Compiler bug with shared atomics?

Been staring at this for best part of 3 days now, and think have narrowed it down to a compiler bug…

I have a stack in shared memory implemented using shared atomic operations. Each object has a ‘next in stack’ pointer which I exchange with the top of stack pointer using atomic operations. The push operation appears to work fine. The pop operation appears to generate PTX code which reads the top of stack again after the atomic operation (if the stack is empty, the operation will dereference a null pointer), either resulting in the kernel failing, or the machine locking up…

The only slightly odd thing I can think of that I’m doing is abusing the atomicCAS for unsigned ints to read/write pointers.

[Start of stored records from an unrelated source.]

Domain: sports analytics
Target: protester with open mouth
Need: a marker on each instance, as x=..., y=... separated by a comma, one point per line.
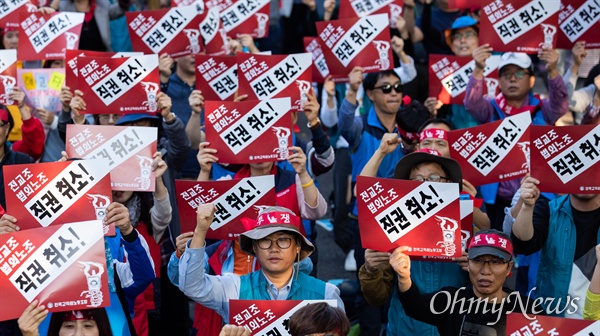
x=478, y=309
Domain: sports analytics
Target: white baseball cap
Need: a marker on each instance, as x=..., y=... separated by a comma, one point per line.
x=519, y=59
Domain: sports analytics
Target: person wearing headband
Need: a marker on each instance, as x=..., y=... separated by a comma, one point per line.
x=86, y=322
x=377, y=276
x=277, y=242
x=477, y=309
x=318, y=319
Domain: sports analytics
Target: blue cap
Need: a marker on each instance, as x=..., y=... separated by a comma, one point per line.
x=127, y=118
x=459, y=23
x=464, y=22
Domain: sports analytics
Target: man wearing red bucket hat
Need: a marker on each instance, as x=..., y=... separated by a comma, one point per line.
x=275, y=239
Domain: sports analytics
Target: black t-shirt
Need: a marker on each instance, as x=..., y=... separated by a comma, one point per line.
x=90, y=38
x=586, y=226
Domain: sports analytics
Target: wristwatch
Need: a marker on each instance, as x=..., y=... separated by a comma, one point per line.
x=315, y=126
x=172, y=120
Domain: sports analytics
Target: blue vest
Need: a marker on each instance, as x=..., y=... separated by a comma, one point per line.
x=489, y=191
x=254, y=286
x=558, y=253
x=429, y=277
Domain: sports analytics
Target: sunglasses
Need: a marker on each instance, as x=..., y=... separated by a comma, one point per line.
x=387, y=88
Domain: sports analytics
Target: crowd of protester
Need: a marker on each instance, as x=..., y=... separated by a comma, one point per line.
x=373, y=125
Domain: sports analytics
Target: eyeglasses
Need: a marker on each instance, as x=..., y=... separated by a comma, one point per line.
x=495, y=263
x=387, y=88
x=430, y=178
x=107, y=117
x=467, y=35
x=266, y=243
x=519, y=74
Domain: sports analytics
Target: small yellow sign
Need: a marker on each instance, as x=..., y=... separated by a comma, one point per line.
x=29, y=81
x=56, y=81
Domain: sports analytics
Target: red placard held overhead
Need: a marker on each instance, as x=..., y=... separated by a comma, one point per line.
x=172, y=31
x=566, y=159
x=216, y=76
x=579, y=20
x=267, y=317
x=519, y=25
x=61, y=266
x=48, y=36
x=71, y=72
x=363, y=42
x=245, y=17
x=119, y=85
x=43, y=194
x=42, y=87
x=464, y=4
x=522, y=325
x=249, y=131
x=264, y=77
x=422, y=215
x=320, y=70
x=213, y=33
x=466, y=232
x=493, y=152
x=177, y=3
x=11, y=11
x=8, y=75
x=359, y=8
x=233, y=199
x=449, y=75
x=128, y=151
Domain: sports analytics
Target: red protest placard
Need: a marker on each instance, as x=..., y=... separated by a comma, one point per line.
x=464, y=4
x=42, y=87
x=128, y=151
x=566, y=159
x=521, y=325
x=173, y=31
x=53, y=193
x=213, y=33
x=216, y=76
x=422, y=215
x=264, y=76
x=363, y=42
x=359, y=8
x=579, y=20
x=11, y=11
x=493, y=152
x=8, y=75
x=267, y=317
x=233, y=199
x=177, y=3
x=249, y=131
x=449, y=75
x=320, y=70
x=119, y=85
x=62, y=266
x=245, y=17
x=71, y=72
x=466, y=232
x=519, y=25
x=48, y=36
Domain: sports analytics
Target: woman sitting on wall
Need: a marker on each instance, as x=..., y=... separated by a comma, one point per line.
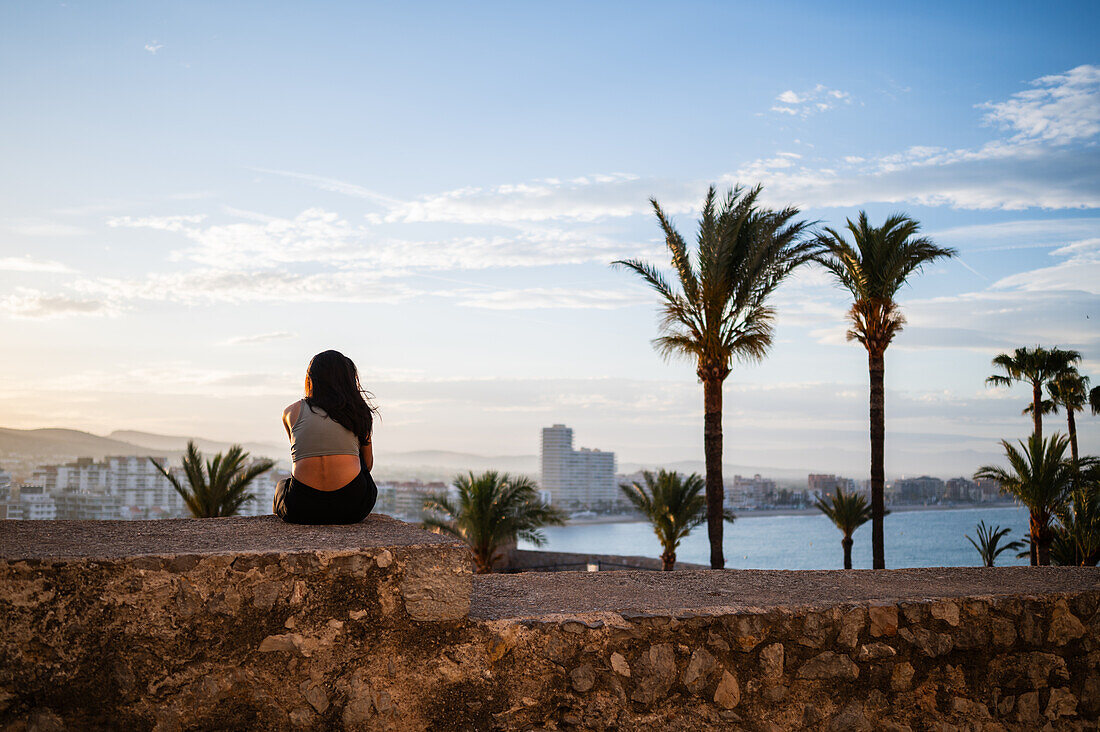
x=330, y=447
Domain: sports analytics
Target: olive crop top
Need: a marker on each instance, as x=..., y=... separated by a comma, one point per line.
x=314, y=434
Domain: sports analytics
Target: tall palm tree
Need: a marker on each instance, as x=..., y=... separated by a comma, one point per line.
x=673, y=504
x=1069, y=390
x=873, y=268
x=1036, y=367
x=989, y=543
x=492, y=511
x=848, y=512
x=1038, y=477
x=718, y=312
x=218, y=487
x=1077, y=537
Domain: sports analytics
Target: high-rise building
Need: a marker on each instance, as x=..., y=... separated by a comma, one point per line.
x=924, y=489
x=576, y=479
x=36, y=504
x=749, y=492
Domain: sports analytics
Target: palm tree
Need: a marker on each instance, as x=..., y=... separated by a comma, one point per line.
x=989, y=543
x=673, y=504
x=873, y=269
x=1070, y=391
x=1036, y=367
x=848, y=512
x=719, y=310
x=1077, y=537
x=218, y=487
x=1041, y=479
x=492, y=511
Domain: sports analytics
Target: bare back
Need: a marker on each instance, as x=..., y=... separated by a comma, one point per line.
x=325, y=472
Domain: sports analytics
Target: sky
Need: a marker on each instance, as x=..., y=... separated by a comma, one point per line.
x=197, y=197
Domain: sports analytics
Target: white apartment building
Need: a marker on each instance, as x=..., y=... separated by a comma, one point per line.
x=749, y=492
x=88, y=506
x=81, y=476
x=35, y=504
x=576, y=479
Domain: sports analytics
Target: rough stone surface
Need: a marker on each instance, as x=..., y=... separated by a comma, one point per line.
x=363, y=633
x=829, y=665
x=771, y=662
x=728, y=694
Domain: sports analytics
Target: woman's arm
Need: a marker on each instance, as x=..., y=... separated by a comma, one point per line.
x=289, y=416
x=367, y=455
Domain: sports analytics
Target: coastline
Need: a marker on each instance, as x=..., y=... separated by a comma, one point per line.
x=635, y=519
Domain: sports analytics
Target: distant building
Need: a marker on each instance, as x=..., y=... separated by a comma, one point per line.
x=961, y=490
x=81, y=476
x=749, y=492
x=822, y=484
x=576, y=479
x=989, y=490
x=119, y=487
x=924, y=489
x=88, y=506
x=405, y=500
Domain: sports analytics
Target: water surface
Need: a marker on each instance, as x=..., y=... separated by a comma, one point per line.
x=913, y=538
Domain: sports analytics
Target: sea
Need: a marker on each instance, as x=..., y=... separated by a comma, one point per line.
x=913, y=538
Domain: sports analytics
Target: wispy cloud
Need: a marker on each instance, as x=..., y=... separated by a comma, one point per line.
x=818, y=99
x=44, y=228
x=1059, y=109
x=26, y=303
x=208, y=285
x=549, y=297
x=261, y=338
x=30, y=264
x=321, y=237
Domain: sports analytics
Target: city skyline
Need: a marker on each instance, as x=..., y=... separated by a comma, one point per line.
x=204, y=198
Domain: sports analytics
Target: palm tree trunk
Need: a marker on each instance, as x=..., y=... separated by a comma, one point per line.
x=1073, y=435
x=1044, y=548
x=668, y=560
x=878, y=423
x=712, y=449
x=1033, y=528
x=1037, y=408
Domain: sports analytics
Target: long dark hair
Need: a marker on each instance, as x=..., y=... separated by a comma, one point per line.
x=333, y=386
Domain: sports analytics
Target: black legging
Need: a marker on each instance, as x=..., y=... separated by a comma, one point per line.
x=297, y=503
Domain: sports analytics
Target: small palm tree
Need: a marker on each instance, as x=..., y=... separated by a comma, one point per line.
x=1036, y=367
x=493, y=510
x=1077, y=539
x=218, y=487
x=873, y=269
x=719, y=312
x=848, y=512
x=989, y=543
x=1038, y=477
x=673, y=504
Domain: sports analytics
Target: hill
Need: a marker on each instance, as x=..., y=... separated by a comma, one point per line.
x=178, y=444
x=56, y=444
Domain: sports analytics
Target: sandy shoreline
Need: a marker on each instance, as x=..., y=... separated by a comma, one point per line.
x=636, y=519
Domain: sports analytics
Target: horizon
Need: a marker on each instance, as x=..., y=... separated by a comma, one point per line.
x=781, y=474
x=205, y=196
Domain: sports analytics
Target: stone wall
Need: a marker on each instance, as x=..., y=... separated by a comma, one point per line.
x=381, y=626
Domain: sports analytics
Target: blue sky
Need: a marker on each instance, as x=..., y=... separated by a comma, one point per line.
x=197, y=197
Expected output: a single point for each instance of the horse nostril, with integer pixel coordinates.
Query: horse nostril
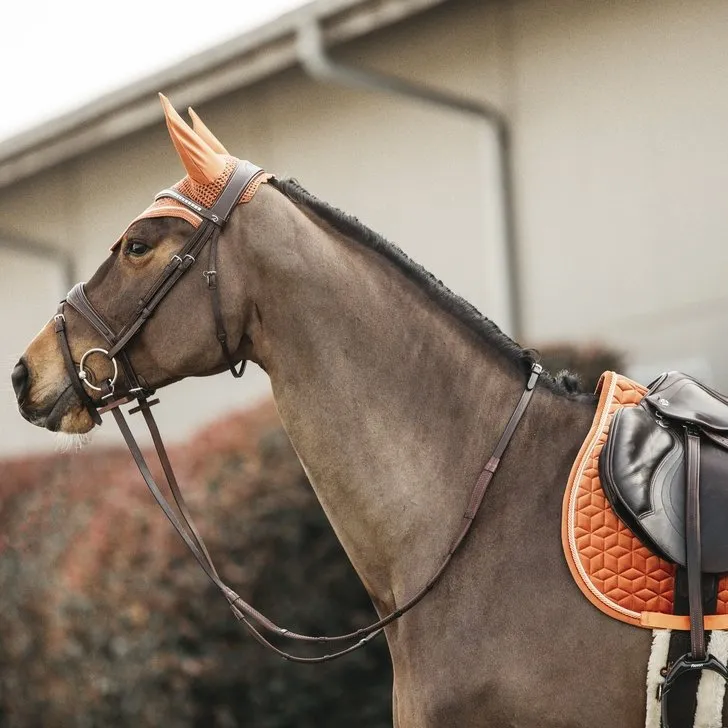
(20, 379)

Don’t think there’s really any alternative tho, since there aren’t any atomic ops for pointers?

Here’s the simplest kernel I’ve managed to come up with that shows the problem:

[codebox]

struct Node

{

int some_random_data;

Node* stack;

};

device Node global_node;

device Node* result;

template

inline device T* atomic_cas(T** val, T* cmp, T* set)

{

return (T*)(atomicCAS((unsigned int*)(val), (unsigned int)(cmp), (unsigned int)(set)));

}

device

void push_stack(Node** stack, Node* n)

{

do

{

  n -> stack = *stack;

} while (atomic_cas(stack, n → stack, n) != n → stack);

}

device

Node* pop_stack(Node** stack)

{

Node* n;

do

{

  n = *stack;

  if (!n)

     return 0;

}

while (atomic_cas(stack, n, n → stack) != n);

n → stack = 0;

return n;

}

global

void test()

{

shared Node* stack;

if (threadIdx.x == 0)

{

  global_node.stack = 0;

  push_stack(&stack, &global_node);

  result = pop_stack(&stack);

}

}

[/codebox]

The PTX for the pop is here:

[codebox]

$Lt_0_5378:

// Loop body line 37

.loc	2	37	0

ld.shared.u32 	%r9, [__cuda_stack12];

mov.u32 	%r10, 0;

setp.ne.u32 	%p3, %r9, %r10;

@%p3 bra 	$Lt_0_5634;

mov.u32 	%r11, 0;

bra.uni 	$Lt_0_258;

$Lt_0_5634:

// Part of loop body line 37, head labeled $Lt_0_5378

ld.shared.u32 	%r9, [__cuda_stack12];

.loc	2	40	0

ld.global.u32 	%r12, [%r9+4];

.loc	2	17	0

atom.shared.cas.b32 	%rv1, [%r4], %r9, %r12;

mov.s32 	%r13, %rv1;

.loc	2	40	0

setp.ne.u32 	%p4, %r13, %r9;

@%p4 bra 	$Lt_0_5378;

.loc	2	43	0

mov.u32 	%r14, 0;

.loc	2	37	0

ld.shared.u32 	%r9, [__cuda_stack12];       <-- This looks wrong to me...?

.loc	2	43	0

st.global.u32 	[%r9+4], %r14;

mov.s32 	%r11, %r9;

$Lt_0_258:

.loc	2	59	0

st.global.u32 	[result], %r11;

[/codebox]

Have I missed something obvious? Usually find after writing something like this I’ll spot a stupid bug 5 mins after hitting post :)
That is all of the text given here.